Yes, why not? The EU can't revoke the corporate charter for entities that don't have the bulk of their presence in the EU but it can cause them so much grief that they will either abandon the EU or they will mend their ways. Apparently the fines imposed so far aren't nearly large enough.
Let’s make the biggest social networks Meta, TikTok, etc incur fines in the tens of billions for every investigation of significant privacy violations (like Meta’s existing case) of its users and pay back their users in compensation over that until the company either changes or exits the market the regulators reside in. This is far better than a ban and the regulators and users get free cash out of it.
Given that we have the regular ‘all social networks do this’ excuses on collecting data, the standard for large social networks in the 1B+ daily active users collecting user data should have much larger fines in the billions.
Regulators destroying markets isn't the slam dunk you might believe it is. Why not fine GSK out of existence any time someone dies from a mislabelled allergen? Even though that is far worse than data being processed in the wrong country (not even being mishandled, just the increasing chance of mishandling) it wouldn't be proportionate.
> Why not fine GSK out of existence any time someone dies from a mislabelled allergen?
Funny, this is essentially what happens with tobacco taxes. Cigarettes are prohibitively expensive and thus have caused that industry to falter in the US.
That's definitely not the same. Taxes aren't fines. Taxes may be market-destroying, if there's enough political will to make it happen, as with cigarettes, but they aren't capricious.
Technically, you're correct they aren't, but how realistically are they are any different? In both cases the government profits from a corporation's behavior.
I think they are to some extent, or these giant ones are. They look a lot more like "take advantage of local sentiment" or "make an example of this one" than taxes, which are applied uniformly.
And also because that action has consequences on the world stage. Deliberately harming one of your ally's largest businesses isn't something I expect will be tolerated indefinitely since it's a diet sanction.

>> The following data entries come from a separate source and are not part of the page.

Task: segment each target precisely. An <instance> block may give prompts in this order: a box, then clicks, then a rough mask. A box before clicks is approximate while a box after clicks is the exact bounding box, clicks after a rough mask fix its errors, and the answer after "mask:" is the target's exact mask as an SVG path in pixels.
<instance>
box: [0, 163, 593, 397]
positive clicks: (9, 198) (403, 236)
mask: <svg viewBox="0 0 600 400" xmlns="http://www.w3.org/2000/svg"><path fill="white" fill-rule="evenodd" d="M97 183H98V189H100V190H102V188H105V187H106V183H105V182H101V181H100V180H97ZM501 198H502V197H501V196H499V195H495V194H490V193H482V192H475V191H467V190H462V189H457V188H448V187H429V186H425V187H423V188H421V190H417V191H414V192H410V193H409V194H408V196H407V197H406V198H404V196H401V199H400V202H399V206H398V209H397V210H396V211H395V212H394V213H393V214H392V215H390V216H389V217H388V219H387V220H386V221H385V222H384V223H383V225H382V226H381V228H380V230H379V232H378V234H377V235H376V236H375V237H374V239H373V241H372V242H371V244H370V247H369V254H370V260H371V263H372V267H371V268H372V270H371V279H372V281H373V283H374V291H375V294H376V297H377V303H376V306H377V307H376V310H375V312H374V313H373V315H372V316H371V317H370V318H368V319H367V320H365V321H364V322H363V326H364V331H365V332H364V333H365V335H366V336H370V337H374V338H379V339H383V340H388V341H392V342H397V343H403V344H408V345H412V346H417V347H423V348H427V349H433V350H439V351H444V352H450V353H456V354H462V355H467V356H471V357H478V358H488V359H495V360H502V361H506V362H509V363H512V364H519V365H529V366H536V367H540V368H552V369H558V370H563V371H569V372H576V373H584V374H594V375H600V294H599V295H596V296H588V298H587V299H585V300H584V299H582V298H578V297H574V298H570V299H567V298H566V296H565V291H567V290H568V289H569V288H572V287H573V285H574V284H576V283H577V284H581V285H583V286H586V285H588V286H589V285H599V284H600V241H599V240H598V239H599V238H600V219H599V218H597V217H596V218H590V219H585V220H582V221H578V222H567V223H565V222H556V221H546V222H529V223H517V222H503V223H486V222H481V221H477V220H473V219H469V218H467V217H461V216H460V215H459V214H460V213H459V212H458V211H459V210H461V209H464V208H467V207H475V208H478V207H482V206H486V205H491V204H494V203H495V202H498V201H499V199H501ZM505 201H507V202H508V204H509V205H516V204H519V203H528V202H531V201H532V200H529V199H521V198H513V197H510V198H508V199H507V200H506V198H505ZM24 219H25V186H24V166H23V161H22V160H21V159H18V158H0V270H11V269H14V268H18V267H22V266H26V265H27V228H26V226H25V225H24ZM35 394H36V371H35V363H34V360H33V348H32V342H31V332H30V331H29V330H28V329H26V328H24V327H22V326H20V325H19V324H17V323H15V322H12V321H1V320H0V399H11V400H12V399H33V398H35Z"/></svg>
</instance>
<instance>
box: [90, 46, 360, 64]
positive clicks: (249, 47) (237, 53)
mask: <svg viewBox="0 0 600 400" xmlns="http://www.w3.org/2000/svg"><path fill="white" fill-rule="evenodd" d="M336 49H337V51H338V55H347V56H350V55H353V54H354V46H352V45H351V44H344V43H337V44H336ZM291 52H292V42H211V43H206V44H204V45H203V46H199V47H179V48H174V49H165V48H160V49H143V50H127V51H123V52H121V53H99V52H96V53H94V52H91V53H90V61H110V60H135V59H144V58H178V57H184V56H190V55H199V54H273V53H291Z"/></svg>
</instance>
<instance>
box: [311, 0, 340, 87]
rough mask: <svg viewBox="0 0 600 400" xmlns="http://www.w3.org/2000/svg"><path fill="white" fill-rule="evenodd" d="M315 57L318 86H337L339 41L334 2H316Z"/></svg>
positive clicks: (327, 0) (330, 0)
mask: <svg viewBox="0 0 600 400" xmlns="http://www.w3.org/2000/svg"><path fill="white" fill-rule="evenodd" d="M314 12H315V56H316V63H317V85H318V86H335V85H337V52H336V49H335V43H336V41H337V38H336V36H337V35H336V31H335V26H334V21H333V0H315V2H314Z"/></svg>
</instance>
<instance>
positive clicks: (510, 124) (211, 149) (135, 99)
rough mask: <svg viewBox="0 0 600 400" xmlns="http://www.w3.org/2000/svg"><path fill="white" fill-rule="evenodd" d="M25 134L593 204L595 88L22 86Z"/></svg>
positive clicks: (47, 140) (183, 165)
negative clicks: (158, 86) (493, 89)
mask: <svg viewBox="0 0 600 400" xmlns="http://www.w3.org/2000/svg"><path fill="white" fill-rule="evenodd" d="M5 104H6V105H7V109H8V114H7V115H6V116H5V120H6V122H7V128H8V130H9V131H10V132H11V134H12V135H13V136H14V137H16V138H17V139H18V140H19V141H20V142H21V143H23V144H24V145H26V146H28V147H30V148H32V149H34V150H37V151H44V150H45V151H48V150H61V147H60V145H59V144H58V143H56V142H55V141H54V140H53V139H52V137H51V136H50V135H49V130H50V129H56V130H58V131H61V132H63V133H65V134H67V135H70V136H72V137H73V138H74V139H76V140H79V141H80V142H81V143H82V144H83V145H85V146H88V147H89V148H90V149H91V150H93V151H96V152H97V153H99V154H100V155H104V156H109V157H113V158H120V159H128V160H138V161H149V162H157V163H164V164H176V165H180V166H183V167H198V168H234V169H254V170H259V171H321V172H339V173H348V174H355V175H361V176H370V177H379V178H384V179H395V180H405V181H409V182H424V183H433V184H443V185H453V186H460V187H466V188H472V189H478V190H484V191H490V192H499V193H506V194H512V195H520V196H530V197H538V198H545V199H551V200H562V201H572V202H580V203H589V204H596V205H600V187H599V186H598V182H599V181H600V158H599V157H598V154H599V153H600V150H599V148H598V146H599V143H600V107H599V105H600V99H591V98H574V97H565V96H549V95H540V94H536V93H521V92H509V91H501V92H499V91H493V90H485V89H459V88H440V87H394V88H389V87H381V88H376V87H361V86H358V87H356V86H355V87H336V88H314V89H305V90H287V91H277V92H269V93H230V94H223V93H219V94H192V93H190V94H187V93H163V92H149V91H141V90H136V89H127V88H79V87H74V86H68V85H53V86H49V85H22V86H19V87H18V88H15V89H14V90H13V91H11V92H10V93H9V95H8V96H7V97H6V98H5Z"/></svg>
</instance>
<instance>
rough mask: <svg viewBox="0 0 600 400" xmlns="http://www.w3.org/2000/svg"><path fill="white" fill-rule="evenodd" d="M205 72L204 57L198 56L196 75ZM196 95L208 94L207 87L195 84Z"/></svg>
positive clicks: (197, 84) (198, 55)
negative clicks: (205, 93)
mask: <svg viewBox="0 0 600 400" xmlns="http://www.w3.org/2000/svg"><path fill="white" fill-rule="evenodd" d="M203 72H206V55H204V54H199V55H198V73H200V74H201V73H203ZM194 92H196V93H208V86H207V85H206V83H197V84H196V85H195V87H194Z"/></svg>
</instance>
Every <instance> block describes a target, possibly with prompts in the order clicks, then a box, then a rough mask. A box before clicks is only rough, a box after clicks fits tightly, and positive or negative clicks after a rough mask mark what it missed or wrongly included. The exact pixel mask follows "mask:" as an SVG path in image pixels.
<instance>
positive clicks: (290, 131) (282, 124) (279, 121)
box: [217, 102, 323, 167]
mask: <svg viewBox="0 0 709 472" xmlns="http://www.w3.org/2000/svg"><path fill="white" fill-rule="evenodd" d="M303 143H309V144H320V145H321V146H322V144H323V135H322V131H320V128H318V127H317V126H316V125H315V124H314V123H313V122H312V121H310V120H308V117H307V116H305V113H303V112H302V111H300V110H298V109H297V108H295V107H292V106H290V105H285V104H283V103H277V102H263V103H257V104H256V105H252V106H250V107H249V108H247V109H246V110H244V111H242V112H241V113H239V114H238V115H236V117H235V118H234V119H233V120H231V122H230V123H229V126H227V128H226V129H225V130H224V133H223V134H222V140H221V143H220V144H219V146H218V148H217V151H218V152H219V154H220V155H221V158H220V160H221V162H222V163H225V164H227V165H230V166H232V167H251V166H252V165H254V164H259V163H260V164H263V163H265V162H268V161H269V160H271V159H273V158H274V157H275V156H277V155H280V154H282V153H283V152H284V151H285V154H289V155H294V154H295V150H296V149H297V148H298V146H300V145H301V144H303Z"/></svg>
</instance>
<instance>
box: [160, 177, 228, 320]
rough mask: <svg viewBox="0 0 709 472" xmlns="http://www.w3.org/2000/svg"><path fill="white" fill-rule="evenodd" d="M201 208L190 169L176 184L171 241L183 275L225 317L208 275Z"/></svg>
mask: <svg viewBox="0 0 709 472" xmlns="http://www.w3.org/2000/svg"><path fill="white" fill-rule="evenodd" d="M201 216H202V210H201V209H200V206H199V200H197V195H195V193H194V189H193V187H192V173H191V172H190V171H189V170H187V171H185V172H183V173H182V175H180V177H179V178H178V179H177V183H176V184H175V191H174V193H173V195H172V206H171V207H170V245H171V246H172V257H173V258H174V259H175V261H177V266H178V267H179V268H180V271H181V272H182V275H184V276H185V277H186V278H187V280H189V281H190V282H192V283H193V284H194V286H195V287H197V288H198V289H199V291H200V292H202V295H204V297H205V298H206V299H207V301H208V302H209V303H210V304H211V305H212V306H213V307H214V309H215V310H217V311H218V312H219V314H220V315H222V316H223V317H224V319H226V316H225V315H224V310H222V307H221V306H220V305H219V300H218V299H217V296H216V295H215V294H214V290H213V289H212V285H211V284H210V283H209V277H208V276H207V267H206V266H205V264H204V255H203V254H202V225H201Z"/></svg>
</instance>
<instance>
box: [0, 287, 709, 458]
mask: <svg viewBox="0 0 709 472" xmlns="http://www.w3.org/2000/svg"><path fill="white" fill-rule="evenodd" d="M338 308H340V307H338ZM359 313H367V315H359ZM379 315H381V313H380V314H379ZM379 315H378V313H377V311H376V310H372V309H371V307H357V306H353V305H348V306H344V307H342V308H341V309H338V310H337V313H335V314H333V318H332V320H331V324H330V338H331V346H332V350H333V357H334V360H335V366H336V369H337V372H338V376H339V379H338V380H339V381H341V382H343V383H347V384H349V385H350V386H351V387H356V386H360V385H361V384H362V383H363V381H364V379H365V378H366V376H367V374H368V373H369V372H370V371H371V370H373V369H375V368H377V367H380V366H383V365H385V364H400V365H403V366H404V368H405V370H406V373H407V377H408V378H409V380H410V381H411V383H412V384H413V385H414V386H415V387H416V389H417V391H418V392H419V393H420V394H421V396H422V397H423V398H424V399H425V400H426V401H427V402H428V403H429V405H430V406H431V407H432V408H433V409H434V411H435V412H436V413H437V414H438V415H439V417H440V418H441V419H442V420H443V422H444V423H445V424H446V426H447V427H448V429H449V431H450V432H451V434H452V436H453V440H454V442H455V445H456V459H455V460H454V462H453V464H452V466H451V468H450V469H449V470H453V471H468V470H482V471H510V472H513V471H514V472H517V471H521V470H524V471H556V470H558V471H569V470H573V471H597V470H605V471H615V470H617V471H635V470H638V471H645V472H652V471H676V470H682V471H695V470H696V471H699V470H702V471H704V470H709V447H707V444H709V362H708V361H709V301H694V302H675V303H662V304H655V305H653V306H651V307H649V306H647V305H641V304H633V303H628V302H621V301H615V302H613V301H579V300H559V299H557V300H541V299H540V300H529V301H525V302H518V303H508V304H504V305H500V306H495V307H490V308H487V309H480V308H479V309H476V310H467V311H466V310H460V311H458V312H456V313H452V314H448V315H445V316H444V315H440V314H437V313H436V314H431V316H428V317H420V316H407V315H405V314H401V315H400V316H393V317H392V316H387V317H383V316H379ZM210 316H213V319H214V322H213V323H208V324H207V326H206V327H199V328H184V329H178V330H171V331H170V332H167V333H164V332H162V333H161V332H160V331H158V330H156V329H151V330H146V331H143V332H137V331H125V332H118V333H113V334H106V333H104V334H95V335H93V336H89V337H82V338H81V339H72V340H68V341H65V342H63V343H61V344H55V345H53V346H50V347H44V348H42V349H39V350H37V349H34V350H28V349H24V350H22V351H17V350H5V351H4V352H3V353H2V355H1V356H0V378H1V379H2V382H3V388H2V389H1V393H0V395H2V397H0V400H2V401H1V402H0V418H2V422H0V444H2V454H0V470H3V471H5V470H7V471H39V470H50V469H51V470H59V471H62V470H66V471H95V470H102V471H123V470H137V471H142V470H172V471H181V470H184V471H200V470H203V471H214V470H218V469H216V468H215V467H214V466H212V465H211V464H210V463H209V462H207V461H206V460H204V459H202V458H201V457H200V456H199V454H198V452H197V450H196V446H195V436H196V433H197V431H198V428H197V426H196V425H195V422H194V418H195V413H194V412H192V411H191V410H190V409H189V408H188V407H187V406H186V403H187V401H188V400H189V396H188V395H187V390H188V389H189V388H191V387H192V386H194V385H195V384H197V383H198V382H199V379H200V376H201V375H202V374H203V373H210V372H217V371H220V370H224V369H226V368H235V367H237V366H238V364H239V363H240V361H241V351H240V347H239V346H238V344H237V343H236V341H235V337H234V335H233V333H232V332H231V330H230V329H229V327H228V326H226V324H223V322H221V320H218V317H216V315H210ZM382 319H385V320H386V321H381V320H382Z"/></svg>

You have the victim/perp relationship mixed up I think. Facebook does harm. They are the perp. The EU data subjects are the victims and the 'world stage' is exactly why this sort of transnational company should adapt to local legislation.
The idea that it 'wouldn't be tolerated' suggests - correct me if I read this wrong - that the country where the company originated would then do some kind of tit-for-tat with companies from the other country. But: where were those comments when VAG and other car manufacturers broke the law in the US? (and probably elsewhere too?). My position hasn't changed, they deserved their comeuppance as much as FB does right now.
It's all about framing. If the US agrees that this is bad actors getting rightfully punished for violating local laws then it's all good. If the US looks at the regulation and decides that it's a very complicated ceremony to extract money from US tech companies then it becomes more complicated. And since FB isn't violating US law and the US passed the cloud act I think that this is relatively likely. This court case is effectively a proxy war over the cloud act because meta didn't actually do anything wrong, their actions became wrong in response to us law.
Yes it does, the reason Meta's actions went from legal to illegal is because US law changed.
Facebook has worked the same way for more than a decade. First EU law changed and it was fine because the US and EU had a data sharing agreement, then US law changed. If you what Meta did wrong is not completely rearchitect Facebook in response to a US/EU squabble then your bar for right and wrong is really really low.
There's a lot of things you can point to that Meta does
that are shady, but they thing they actually got fined for didn't have to do with any of them.